The presidency of John F. Kennedy seems impossible now, given his very active social life. Lyndon Johnson would have been brought down by his lechery long before Vietnam did him in. The entrance of women into the presidential press corps did much to bring the private lives of politicians into public view. Feminists, understandably, rebelled against a journalistic standard that allowed too many powerful men to treat their wives shabbily while basking in the glow of an adoring public who believed them to be public servants of unblemished moral character.
But there was a certain naivete about the revelations that became standard news fare with the hapless Gary Hart: They sully a politician’s reputation without telling us much about the person’s character. Some voters still believe that a politician who lies to his spouse is unworthy of office because he cannot be trusted to keep his marriage vow. That thinking suggests that any person who betrays his sacred marital pledge will certainly betray the country sooner or later.
Alas, humankind is much too complicated for such a simple rule to be true. While Bill Clinton’s philandering kept his GOP rivals occupied for much of his second term, George W. Bush was never accused of stepping outside the bonds of marriage. Who was the better president? Clinton lied, disgustingly so, about Monica Lewinsky, but he didn’t lie about an issue critical to the fate of the republic.
Bush may never have betrayed his wife, but he betrayed the entire country by taking us to war on the wings of a wretched lie. Nothing about his marriage could have informed us about his capacity for deceiving the public.
So, does a politician’s personal life tell us anything we need to know? Perhaps.
If the politician is someone like Gingrich, who led the Republican House of Representatives when it impeached Clinton, it tells us much about his capacity for sheer, brazen hypocrisy. During the impeachment process, Gingrich was carrying on an extramarital affair with Callista Bisek, who later became his third wife.
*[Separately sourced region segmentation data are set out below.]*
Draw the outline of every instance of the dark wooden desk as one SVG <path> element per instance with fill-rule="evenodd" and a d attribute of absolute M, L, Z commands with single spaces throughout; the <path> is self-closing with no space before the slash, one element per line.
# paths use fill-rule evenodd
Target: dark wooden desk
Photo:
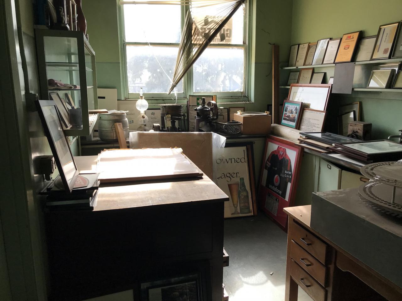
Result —
<path fill-rule="evenodd" d="M 402 300 L 402 289 L 310 227 L 311 205 L 284 211 L 289 216 L 285 301 L 297 300 L 299 286 L 315 301 Z"/>
<path fill-rule="evenodd" d="M 94 166 L 96 157 L 88 159 L 77 161 L 79 169 Z M 224 202 L 229 198 L 209 178 L 115 183 L 101 185 L 98 193 L 93 211 L 46 214 L 50 300 L 131 289 L 135 297 L 142 282 L 202 262 L 211 270 L 206 299 L 222 300 Z"/>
Of course, Gingrich’s capacity for stunning hypocrisy was already clear before that. So is the hypocrisy of many “family values” Republicans, who cannot be bothered to care for poor children once they are outside the womb, who denounce gay couples as threats to heterosexual marriage, and who would split up immigrant families if any member is in the country illegally. Their public record tells us all we need to know.
We don’t need to peer through the keyhole to figure out whether our politicians are men and women of decency and integrity. Just look at what they do in public.